Pode ter agradado parcelas da sociedade (além de parceiros estrangeiros), pode ter gerado atividade econômica por algum tempo, mas está claro que não foi bom para a Venezuela.
Na medida em que vai se esgotando o dinheiro do ouro negro, resta uma economia desorganizada, com produção em queda e obras paradas.
A clientela deixa de receber. E a própria estatal do petróleo, a PDVSA, enfrenta dificuldades porque seus recursos foram dilapidados.
Chávez, hoje, vive da agitação e da propaganda, combinadas com a repressão. Em regimes democráticos, o líder popular e populista simplesmente perde eleições quando sua fase se encerra.
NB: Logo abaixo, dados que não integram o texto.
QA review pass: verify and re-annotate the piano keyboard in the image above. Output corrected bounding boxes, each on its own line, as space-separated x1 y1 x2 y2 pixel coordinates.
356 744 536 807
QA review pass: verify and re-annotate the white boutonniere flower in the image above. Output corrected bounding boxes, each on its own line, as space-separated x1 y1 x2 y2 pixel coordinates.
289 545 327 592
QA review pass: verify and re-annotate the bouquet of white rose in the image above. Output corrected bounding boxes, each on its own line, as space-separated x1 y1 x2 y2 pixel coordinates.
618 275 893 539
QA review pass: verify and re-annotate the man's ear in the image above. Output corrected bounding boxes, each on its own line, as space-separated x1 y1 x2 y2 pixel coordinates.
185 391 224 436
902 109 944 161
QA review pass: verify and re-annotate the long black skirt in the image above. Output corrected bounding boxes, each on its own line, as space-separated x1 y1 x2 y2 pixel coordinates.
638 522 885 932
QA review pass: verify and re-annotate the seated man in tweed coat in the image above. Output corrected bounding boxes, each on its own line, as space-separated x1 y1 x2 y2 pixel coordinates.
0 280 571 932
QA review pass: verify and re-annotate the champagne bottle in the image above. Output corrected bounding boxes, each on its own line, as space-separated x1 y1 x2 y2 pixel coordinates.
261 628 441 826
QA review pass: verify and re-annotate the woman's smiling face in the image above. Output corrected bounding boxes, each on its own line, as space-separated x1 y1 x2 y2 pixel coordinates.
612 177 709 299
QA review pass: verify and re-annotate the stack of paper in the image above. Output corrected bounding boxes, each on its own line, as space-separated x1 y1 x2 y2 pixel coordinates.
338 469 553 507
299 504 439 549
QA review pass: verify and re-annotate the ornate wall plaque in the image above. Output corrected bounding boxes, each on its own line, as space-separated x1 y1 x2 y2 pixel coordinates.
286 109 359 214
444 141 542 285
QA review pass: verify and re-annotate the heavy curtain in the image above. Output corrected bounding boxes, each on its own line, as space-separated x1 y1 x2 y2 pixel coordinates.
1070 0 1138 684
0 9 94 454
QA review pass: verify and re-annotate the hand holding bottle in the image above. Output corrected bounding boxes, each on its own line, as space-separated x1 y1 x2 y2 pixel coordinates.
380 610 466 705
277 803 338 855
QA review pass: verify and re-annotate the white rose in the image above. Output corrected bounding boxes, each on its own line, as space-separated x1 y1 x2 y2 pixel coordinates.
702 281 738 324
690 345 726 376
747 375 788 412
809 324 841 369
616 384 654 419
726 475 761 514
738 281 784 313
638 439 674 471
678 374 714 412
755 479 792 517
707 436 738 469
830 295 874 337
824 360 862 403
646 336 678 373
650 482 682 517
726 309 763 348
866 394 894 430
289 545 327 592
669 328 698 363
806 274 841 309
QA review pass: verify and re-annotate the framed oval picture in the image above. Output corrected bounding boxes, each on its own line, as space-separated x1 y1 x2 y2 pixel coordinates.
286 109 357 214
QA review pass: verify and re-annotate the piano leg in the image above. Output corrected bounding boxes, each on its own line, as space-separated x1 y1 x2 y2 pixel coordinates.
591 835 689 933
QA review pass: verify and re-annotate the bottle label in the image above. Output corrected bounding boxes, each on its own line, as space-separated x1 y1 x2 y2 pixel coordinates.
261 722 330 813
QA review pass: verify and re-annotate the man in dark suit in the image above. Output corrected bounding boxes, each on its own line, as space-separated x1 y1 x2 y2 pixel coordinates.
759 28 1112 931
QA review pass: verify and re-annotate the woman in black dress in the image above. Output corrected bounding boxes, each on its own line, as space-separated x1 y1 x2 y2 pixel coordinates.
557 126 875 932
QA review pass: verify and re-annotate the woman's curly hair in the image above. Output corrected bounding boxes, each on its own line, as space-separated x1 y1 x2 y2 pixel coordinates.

O problema é que, em geral, o equívoco demora a aparecer. Inversamente, a história também registra variados casos de governantes impopulares cujo legado, visto em retrospectiva, revela-se um ganho para o país. O bem e o mal têm isso em comum: não raro, demora-se para perceber um e outro.
O presidente Lula está beirando os 80% de aprovação popular. Além disso, o país voltou a crescer e a renda aumentou, em meio a renovado prestígio internacional. O que queriam mais? É o maior presidente de todos os tempos, disse Dilma Roussef.
É verdade que o país está de novo em um bom momento. Mas não é verdadeira a conclusão que o "lulismo" tira disso: que isso tudo só está acontecendo porque Lula é o presidente.
Basta olhar em volta. Muitos outros países emergentes descreveram recentemente trajetória muito parecida com a brasileira: estabilidade macroeconômica e os benefícios de uma onda de prosperidade mundial que elevou espetacularmente os preços de nossos produtos de exportação, trazendo abundância de dólares.
Chile, Colômbia e Peru, por exemplo, para ficar na América Latina, andaram assim.
O Chile tem mais uma coisa em comum. Lá, a então presidente Bachelet herdou a estabilidade econômica, do mesmo modo que Lula recebeu pronta — e manteve — as bases da política econômica, impopularmente montadas por FHC.
Mas por que Lula é o cara e não um dirigente de algum desses outros países? Ora, porque são muito pequenos.
Estável, o Brasil é um paisão de enormes oportunidades econômicas.
Mas Lula e seu pessoal estão fazendo algo muito exclusivo: pregam o lulismo como a salvação e se lançam em políticas, como a ampliação do gasto público e da dominância do estado, cujos problemas só aparecem lá na frente.